It was a small plane.

It had propellers and the pilot was the only crew member. He welcomed us with a smile and shook hands with me and the other eight passengers.

As the plane took off, and navigated its way towards Port Angeles, the roar of the engine threatened to distract me from my troubled thoughts. Phoenix - Seattle - Port Angeles - Forks. I was going to live with my father. I wasn't necessary happy about it, but it was the right thing to do. I wanted my mother Renee to be happy and enjoy her new marriage to Phil. In return, I'd get to spend time with the father I usually only saw two weeks a year, and perhaps have some peace and quiet. Charlie didn't hover like my mother did. Life with Renee was all I'd ever known, but she depended on me too much. A teenager shouldn't have to pay bills and make sure there were enough groceries in the house. I loved my mother, but I was thankful she now had Phil to look after her.

Cold, wet, cloudy Forks. I hadn't been back in years, even though I'd spent my summers there as a child. It was my least favorite place in America, and now my new home. I already missed the warmth and sunshine of Arizona. Not only did the weather in Forks make me miserable, I would also be transferring during the last few months of my Junior year of high school. Would I make any friends? In Phoenix, my class was over a thousand people. Charlie mentioned the entire high school in Forks had only three hundred and fifty students. The new girl would be noticed. Ugh.

Moving to Forks was my choice.

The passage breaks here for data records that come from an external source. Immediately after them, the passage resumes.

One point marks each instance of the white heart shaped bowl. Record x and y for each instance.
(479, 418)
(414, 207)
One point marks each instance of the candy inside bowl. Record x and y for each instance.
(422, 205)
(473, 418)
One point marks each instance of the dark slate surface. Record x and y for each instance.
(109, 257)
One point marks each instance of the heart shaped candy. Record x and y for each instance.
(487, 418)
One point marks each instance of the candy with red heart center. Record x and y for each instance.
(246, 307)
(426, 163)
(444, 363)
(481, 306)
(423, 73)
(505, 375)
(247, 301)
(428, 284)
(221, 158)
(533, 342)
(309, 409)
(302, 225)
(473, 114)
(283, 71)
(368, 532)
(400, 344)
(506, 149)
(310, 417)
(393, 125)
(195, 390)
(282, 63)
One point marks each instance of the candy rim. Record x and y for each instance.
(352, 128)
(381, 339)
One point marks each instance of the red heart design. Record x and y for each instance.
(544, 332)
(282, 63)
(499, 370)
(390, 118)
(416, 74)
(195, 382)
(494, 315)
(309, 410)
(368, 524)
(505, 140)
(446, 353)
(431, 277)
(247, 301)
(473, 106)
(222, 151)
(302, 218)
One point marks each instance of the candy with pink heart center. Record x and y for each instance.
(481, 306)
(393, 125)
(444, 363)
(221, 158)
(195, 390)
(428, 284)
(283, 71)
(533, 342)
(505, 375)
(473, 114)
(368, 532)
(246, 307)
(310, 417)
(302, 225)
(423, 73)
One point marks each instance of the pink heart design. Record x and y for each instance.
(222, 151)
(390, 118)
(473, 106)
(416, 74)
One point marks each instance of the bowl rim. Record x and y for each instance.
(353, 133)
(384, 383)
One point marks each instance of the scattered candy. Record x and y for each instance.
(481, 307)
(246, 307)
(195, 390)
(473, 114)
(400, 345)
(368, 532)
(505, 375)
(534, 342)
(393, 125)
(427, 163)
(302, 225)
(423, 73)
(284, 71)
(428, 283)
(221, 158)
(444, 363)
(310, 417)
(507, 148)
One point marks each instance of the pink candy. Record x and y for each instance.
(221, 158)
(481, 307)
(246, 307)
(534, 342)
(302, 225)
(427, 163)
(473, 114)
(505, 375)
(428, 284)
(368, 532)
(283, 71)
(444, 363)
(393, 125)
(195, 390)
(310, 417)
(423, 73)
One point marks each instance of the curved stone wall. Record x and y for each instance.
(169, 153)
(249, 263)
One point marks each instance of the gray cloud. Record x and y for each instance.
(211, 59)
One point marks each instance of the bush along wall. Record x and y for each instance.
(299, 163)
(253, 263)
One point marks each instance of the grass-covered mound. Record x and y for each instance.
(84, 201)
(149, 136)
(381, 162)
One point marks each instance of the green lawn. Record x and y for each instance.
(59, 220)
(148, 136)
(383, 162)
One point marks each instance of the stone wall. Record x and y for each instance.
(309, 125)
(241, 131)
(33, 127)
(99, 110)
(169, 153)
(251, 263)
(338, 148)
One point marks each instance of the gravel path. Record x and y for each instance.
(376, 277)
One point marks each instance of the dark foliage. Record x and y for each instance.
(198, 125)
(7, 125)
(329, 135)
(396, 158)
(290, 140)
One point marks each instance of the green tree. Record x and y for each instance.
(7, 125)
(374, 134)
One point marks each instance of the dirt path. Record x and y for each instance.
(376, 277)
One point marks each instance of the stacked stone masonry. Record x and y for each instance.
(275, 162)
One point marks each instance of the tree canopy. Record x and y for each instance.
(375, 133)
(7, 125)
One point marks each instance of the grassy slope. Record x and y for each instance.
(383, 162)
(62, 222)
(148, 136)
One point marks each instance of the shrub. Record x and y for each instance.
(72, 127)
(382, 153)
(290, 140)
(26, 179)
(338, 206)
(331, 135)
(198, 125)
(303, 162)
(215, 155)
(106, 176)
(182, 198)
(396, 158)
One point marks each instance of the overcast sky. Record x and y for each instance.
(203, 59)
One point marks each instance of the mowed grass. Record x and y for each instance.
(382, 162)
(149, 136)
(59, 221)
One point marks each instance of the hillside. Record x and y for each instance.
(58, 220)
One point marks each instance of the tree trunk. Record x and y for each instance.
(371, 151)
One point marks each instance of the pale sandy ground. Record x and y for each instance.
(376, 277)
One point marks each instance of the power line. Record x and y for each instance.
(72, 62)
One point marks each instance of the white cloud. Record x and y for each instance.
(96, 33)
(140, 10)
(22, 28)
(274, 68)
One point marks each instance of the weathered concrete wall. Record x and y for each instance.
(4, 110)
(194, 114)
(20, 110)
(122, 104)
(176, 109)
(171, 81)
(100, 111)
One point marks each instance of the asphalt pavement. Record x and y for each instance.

I'd exiled myself. But, really, truly, I wanted to be anywhere but here. I sighed and looked out the window. Even though I didn't like the weather, I found the Pacific-Northwest really beautiful; the mountains, the lush and extensive forests were captivating, mysterious.

I sighed. I could focus on the positive...whatever small scraps I could find. I was good at pushing unpleasant thoughts out of my mind. I was a suffer in silence kind of person. I wouldn't think of my unhappiness any longer and I wouldn't complain. This was my life least until I graduated from high school. Maybe it wouldn't be so bad. Charlie would give me a bit of freedom and classes probably wouldn't be that difficult at such a small high school. I calculated the dates in my mind. Eighteen months until I went to college. I sighed again. It sounded like a prison sentence.

Suddenly, the plane began to shake, unusually so, and the noise that had been distracting me was now alarming. Something was wrong.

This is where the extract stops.